I think there's a recognition of the timeliness, which isn't the usual way. When you apply for big grants, you're waiting for a year or more. Some of those larger or project-specific things are just so far out, and you write a proposal hoping that they say yes before you even start making the work. The FCA is completely the opposite. To me, that's about artists knowing artists. Because I'd gotten an FCA Emergency Grant, I got to attend one of the receptions for the Grants to Artists awards, which was the moment I realized how exciting the organization is. You can get nominated for these larger grants and get a call telling you that you've won a certain sum of money, no strings attached. That was amazing. My partner and I both are artists, and we went to the reception and were blown away. This was something not many people know about because you can't apply for those grants – they're from the community.
It's peer-nominated, which is incredible. But I want to ask about your show, Sonia. You've been invited to put together a show, which is not an auction, but a benefit exhibition where the work is priced by the artist. I think your show includes some work that the FCA already has in its holdings.
One starting point was actually a work by Robert Rauschenberg, which I got to go visit in its crate, which was very exciting. Rauschenberg was a founding member of FCA and I think I read that he gave a work to every single show while he was alive. The work I saw was given to the benefit exhibition in 1988, which is the year I was born. It got me thinking about what Rauschenberg's legacy means to generations of artists who have come after. There was an intention around thinking about who is coming behind you, which I think is very counter to how we sometimes talk about the art world as being very cagey and individualist, me against the world.
I do think that there is a mentoring that happens when you look at an opportunity that you've had and you want to recommend someone who's coming up after you, or you reach out to someone who's done something you're interested in. I've experienced that firsthand and it was so counter to the dominant narrative of individual geniuses plucked from history that do these amazing things with zero context or support. I just felt like [Rauschenberg] is somebody who was very much in the world.
How many new artists to the FCA are you putting in your show for 2021?
Over half. It's exciting. In 2018, I was in FCA's benefit exhibition curated by Adam McEwen, which had 108 artists, and it felt like a huge deal. I was aiming for something around that number because it's an opportunity to introduce people to the Foundation. I wanted to include artists who people may not be aware of, who aren't showing in this way normally.
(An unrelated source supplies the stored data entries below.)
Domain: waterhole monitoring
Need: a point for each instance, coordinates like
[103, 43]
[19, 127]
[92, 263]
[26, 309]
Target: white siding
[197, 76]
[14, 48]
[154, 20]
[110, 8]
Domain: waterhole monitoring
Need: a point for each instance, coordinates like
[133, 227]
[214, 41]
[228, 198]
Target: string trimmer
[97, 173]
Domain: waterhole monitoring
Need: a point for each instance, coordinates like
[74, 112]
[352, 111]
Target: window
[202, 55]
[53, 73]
It's been a rough year, but the funds from this show will go right into the hands of other artists.
What are some things FCA has planned for the future?
We initiated a strategic growth plan for the next five years, which was approved in February 2020. Then, of course, we pivoted quickly in March to make relief grants for artists affected by the pandemic and went full speed ahead for the next 18 to 20 months. We're still making the COVID relief grants. Relief needs were so urgent and pressing in our community.
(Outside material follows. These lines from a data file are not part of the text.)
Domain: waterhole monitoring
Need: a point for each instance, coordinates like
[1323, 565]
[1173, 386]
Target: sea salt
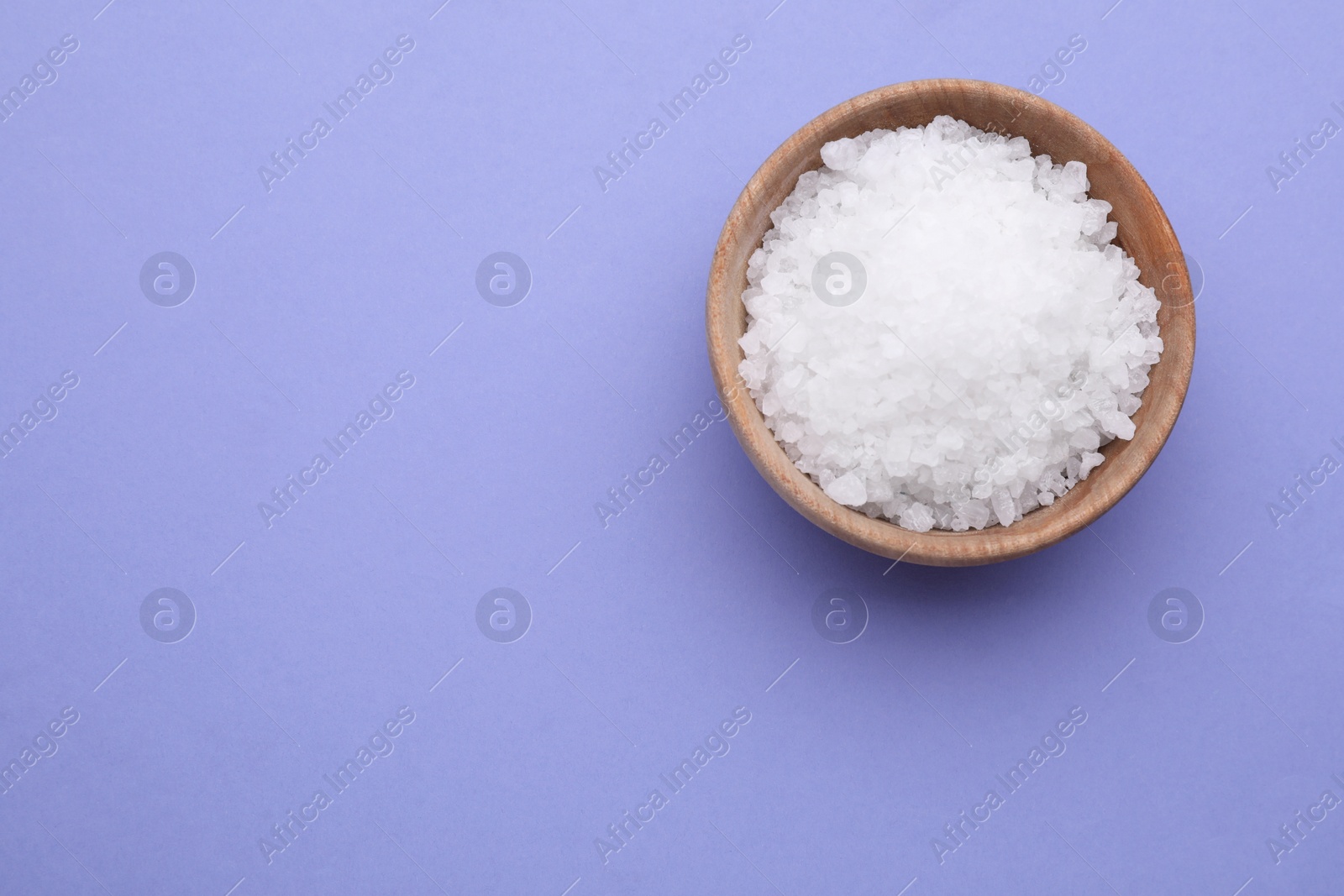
[940, 329]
Now, we're returning to grow our core grant programs at FCA. It's so important and we're expanding those sustainably, but growing them because of the obvious need as well as the fact that we know they're important ways to catalyze artists and give them support. It's really giving artists a boost or recognition in addition to a sum of money, which for the Grants to Artists program is a $40,000 unrestricted award to do what they need to do for themselves personally, for their career or for their growth as an artist. FCA just surpassed $23 million in funding which has supported 7,000 artists. The COVID relief grants total over $5.6 million now. We are looking forward to returning to a little bit more business as normal, but really want to reinvest in our core programs that we know are important to the arts community.